Watson teamed up with colleagues from Tech Foresight at Imperial College London, as well as an ex-BBC researcher to help list companies that are leading the way for each disrupting tech. Be it retail, finance, food, transport, computing, energy, or health, no industry seems to be spared by the waves of innovation.

“The idea for the table initially came from me stumbling upon a list of emerging technologies on Wikipedia. This felt fairly accurate, but also rather lifeless. It wasn’t especially contextual either. Other lists from MIT Tech Review and McKinsey were better, but somehow these weren’t showing the bigger picture either,” Watson wrote.
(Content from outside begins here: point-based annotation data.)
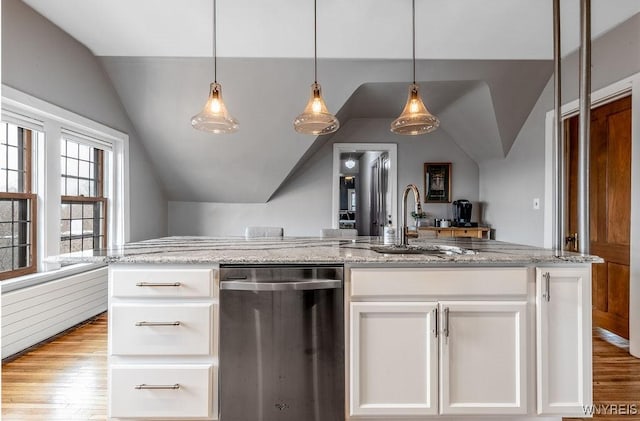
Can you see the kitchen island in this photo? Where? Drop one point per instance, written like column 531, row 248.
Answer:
column 452, row 329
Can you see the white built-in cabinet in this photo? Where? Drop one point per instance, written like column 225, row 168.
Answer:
column 563, row 340
column 483, row 357
column 394, row 358
column 438, row 356
column 163, row 342
column 429, row 342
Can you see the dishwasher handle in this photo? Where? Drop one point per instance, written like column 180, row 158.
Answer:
column 281, row 286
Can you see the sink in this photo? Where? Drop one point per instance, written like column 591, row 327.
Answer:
column 429, row 250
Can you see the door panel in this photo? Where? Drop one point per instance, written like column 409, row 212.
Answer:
column 481, row 341
column 393, row 359
column 610, row 208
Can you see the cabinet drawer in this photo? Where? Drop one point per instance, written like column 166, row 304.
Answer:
column 444, row 233
column 180, row 329
column 438, row 282
column 162, row 391
column 161, row 282
column 474, row 233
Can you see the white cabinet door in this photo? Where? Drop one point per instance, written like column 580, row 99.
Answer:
column 394, row 357
column 563, row 333
column 483, row 357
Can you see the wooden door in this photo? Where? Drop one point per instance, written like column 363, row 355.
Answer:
column 610, row 208
column 394, row 359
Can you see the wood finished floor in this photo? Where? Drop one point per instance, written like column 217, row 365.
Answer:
column 66, row 379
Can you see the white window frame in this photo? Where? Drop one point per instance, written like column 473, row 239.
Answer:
column 55, row 121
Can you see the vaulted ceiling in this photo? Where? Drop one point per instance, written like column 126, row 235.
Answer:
column 481, row 65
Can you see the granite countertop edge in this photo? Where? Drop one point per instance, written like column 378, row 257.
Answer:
column 311, row 250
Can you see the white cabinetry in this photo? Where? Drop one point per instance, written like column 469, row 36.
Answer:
column 163, row 347
column 394, row 358
column 481, row 335
column 563, row 332
column 483, row 357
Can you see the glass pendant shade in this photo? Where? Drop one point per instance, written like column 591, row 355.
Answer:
column 316, row 118
column 415, row 118
column 214, row 117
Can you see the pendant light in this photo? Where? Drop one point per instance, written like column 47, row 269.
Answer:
column 415, row 118
column 214, row 117
column 316, row 118
column 350, row 163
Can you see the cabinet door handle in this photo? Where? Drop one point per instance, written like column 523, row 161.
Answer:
column 435, row 322
column 157, row 386
column 445, row 330
column 158, row 323
column 547, row 287
column 158, row 284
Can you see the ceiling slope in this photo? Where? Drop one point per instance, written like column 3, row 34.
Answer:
column 161, row 94
column 446, row 29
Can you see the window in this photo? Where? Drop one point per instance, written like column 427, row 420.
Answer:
column 83, row 224
column 17, row 202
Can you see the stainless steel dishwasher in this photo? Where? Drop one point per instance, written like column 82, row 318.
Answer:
column 281, row 343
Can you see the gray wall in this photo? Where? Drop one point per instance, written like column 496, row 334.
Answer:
column 508, row 186
column 40, row 59
column 303, row 206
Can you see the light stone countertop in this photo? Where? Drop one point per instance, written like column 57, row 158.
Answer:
column 301, row 250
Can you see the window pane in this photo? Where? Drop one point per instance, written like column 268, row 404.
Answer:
column 83, row 188
column 88, row 210
column 76, row 245
column 12, row 158
column 85, row 152
column 76, row 227
column 84, row 170
column 3, row 156
column 72, row 167
column 76, row 211
column 72, row 149
column 65, row 211
column 72, row 187
column 65, row 228
column 6, row 262
column 87, row 225
column 12, row 180
column 12, row 135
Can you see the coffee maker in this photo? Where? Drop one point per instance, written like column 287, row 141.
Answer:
column 462, row 214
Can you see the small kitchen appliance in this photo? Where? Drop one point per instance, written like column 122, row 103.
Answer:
column 462, row 214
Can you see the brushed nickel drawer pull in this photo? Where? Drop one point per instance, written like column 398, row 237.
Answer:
column 158, row 284
column 157, row 386
column 158, row 323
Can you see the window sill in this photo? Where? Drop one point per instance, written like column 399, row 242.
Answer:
column 26, row 281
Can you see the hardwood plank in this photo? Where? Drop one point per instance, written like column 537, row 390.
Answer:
column 66, row 379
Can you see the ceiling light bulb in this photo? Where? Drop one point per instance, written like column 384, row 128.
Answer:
column 316, row 107
column 316, row 119
column 415, row 118
column 215, row 105
column 214, row 117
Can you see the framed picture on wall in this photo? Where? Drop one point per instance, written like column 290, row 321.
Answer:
column 437, row 182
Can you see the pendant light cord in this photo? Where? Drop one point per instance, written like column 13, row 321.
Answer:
column 215, row 28
column 315, row 42
column 413, row 32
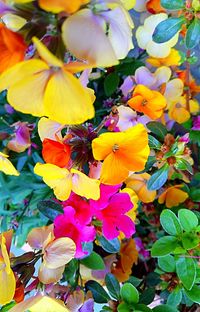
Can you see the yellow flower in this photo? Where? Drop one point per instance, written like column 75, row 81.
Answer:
column 57, row 6
column 102, row 38
column 40, row 303
column 173, row 196
column 56, row 253
column 55, row 92
column 6, row 166
column 178, row 109
column 146, row 101
column 122, row 152
column 7, row 277
column 138, row 183
column 173, row 59
column 63, row 182
column 145, row 41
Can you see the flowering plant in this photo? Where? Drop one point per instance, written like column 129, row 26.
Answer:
column 99, row 155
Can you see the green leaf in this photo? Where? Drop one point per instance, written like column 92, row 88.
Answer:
column 173, row 5
column 193, row 34
column 194, row 294
column 147, row 296
column 170, row 222
column 186, row 271
column 167, row 263
column 154, row 143
column 98, row 292
column 142, row 308
column 129, row 293
column 190, row 240
column 111, row 246
column 50, row 208
column 164, row 308
column 164, row 246
column 94, row 262
column 188, row 219
column 113, row 286
column 174, row 298
column 159, row 178
column 168, row 29
column 158, row 129
column 123, row 307
column 111, row 83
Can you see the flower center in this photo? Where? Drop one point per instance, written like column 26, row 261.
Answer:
column 115, row 147
column 144, row 102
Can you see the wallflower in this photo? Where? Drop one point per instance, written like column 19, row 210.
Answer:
column 63, row 181
column 40, row 303
column 146, row 101
column 7, row 277
column 49, row 129
column 102, row 37
column 145, row 41
column 178, row 109
column 12, row 48
column 111, row 209
column 122, row 152
column 56, row 253
column 173, row 59
column 138, row 182
column 128, row 255
column 56, row 152
column 67, row 225
column 62, row 5
column 6, row 166
column 173, row 196
column 21, row 139
column 55, row 92
column 129, row 118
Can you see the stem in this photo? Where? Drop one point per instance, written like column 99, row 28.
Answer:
column 187, row 81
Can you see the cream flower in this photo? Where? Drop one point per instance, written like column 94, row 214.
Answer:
column 144, row 35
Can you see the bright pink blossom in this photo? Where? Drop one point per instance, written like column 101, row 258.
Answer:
column 67, row 225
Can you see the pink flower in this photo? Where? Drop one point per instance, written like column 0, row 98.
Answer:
column 111, row 209
column 66, row 225
column 81, row 206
“Using all this as a good starting point I did some further research to identify candidate technologies and then spoke with Anna and academics at Imperial College to validate the thinking. This was the easy bit.”

“The tricky part was then deciding which technologies to leave out and how to rank both the disruptive potential of each technology and time (both near impossible, but we had a good go using small post-it notes that could be moved around easily). What results is far from perfect, but it’s better than anything else I’ve seen and it’s hopefully a foundation for people being wrong in really useful and interesting ways.”

Disruptive Tech Table

Watson has been kind enough to offer a high-res version of his table of disruption, which can download for free here.

Some disruptions are happening right now, while others are still incubating, waiting for the right moment to hatch. Watson highlighted the fact by dividing the nearly 100 technologies he listed into four groups. Colored in green are horizon 1 disruption — those that are happening right now, and which companies should waste no time jumping on board with. Yellow, or horizon two, are probable near-future technologies (10-20 years from now), which companies are advised to experiment with. Red, or horizon three, are technologies thought to emerge in the more distant future (20 years plus); companies should keep a close eye on their developments. Finally, the outer edge, colored in grey, are the so-called Ghost Technologies, fringe territory where you’ll find technologies that are highly improbable or downright impossible to mature with our current level of understanding.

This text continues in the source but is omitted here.